The Dubliner occupies prime real estate in the $850 million entertainment district built in 2007, occupying a space directly behind the KC Live! Stage in the main square off of 14th Street and Grand Boulevard. It’s a relatively new tenant in the space, taking over when Raglan Road, P&L’s first Irish pub, closed its doors in 2011. It feels a bit like the first floor of a hotel, with a spacious main seating area and a variety of other rooms that can be reserved for events.
You can see the amount of effort that the decorators put in to bringing our collective nostalgia for old Ireland to life. The staff says that much of the interior was imported directly from Ireland. During any given happy hour, you might find that Irish-born musical acts like Flogging Molly and Damien Rice are playing over the speakers, followed by a fiddler and guitarist taking over the stage, playing instrumental Irish folk music to give the ambience that extra bit of perfection.
The menu, which contains a mixture of American and Irish pub fare (everything from turkey clubs and sliders to corned beef and cabbage and shepherd’s pie) is priced about average for the city and happily not kicked up by its prime location. During “ecstatic hour,” appetizers are half off. The crab cakes are tasty with the chipotle remoulade dipping sauce, and the “Ploughman’s Platter” of cheese, sausage, vegetables and crackers made for a satisfying light dinner.
Beer is a good choice for happy-hour beverages; even imports like Smithwick’s come in at $3 a pint. If you’re looking for a deeper selection of whiskeys than your average bar, The Dubliner is well-stocked with aged reserves of Jameson and Bushmills plus a few more obscure Irish and a handful of Scotch—but this is where you will be paying premium. A regular Jameson cost about $3 more than it will at a local dive bar. Each night also has its own specials, such as half-price whiskey on Wednesday and $3 house shots on Saturday nights.

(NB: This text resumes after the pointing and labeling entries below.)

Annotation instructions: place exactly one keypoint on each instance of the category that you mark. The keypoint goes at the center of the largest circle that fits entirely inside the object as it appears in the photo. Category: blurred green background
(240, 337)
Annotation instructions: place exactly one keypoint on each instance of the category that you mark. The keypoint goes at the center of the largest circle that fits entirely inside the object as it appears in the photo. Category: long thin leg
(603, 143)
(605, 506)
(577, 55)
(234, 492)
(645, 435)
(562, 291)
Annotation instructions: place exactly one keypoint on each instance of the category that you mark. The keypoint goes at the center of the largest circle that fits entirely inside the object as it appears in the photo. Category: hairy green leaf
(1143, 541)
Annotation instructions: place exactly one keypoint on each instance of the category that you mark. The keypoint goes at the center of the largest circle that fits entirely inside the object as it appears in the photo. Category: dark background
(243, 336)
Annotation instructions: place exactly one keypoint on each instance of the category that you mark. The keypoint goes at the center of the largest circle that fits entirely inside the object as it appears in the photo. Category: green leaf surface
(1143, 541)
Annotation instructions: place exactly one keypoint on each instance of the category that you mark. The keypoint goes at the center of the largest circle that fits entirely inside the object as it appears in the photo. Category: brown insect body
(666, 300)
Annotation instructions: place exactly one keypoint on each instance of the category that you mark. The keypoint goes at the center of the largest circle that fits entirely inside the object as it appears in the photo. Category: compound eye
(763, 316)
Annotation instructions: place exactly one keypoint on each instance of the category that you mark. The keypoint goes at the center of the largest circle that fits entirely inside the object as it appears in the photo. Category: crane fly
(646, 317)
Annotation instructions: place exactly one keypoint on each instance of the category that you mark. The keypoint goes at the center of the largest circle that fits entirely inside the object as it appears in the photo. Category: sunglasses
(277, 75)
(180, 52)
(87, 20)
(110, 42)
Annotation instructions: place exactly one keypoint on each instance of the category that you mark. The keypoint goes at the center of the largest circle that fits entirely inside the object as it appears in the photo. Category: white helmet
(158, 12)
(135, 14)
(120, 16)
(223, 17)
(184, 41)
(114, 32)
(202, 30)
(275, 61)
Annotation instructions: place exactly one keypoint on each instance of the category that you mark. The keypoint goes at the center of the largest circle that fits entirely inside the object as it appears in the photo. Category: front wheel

As the evening goes on, the mood changes. The mostly older, low-key happy hour crowd started giving way to a younger, livelier clientele as it neared 8 p.m. The tweed-hatted musicians turned the stage over to a band in T-shirts and jeans, and multicolored lights started bouncing around on the ceiling.
That blue-to-green-to-red glow up among the ornate detailing highlighted the strange dissonance between the dignified presentation of The Dubliner and the party-time attitude of its surroundings. In an otherwise classy place, the (all-female) servers were clad in low-cut tops, tartan miniskirts and knee-high socks. Still, you’ve got to play what the audience wants to hear. Hopefully it’ll be willing to listen to two different songs.
On a final note, I must say, fair play to the proprietors for including Bono and the Edge in the large painting of notable Irish musicians hanging near the front, but to omit an image of James Joyce from gracing the walls of their establishment? It’s only a shame, it is.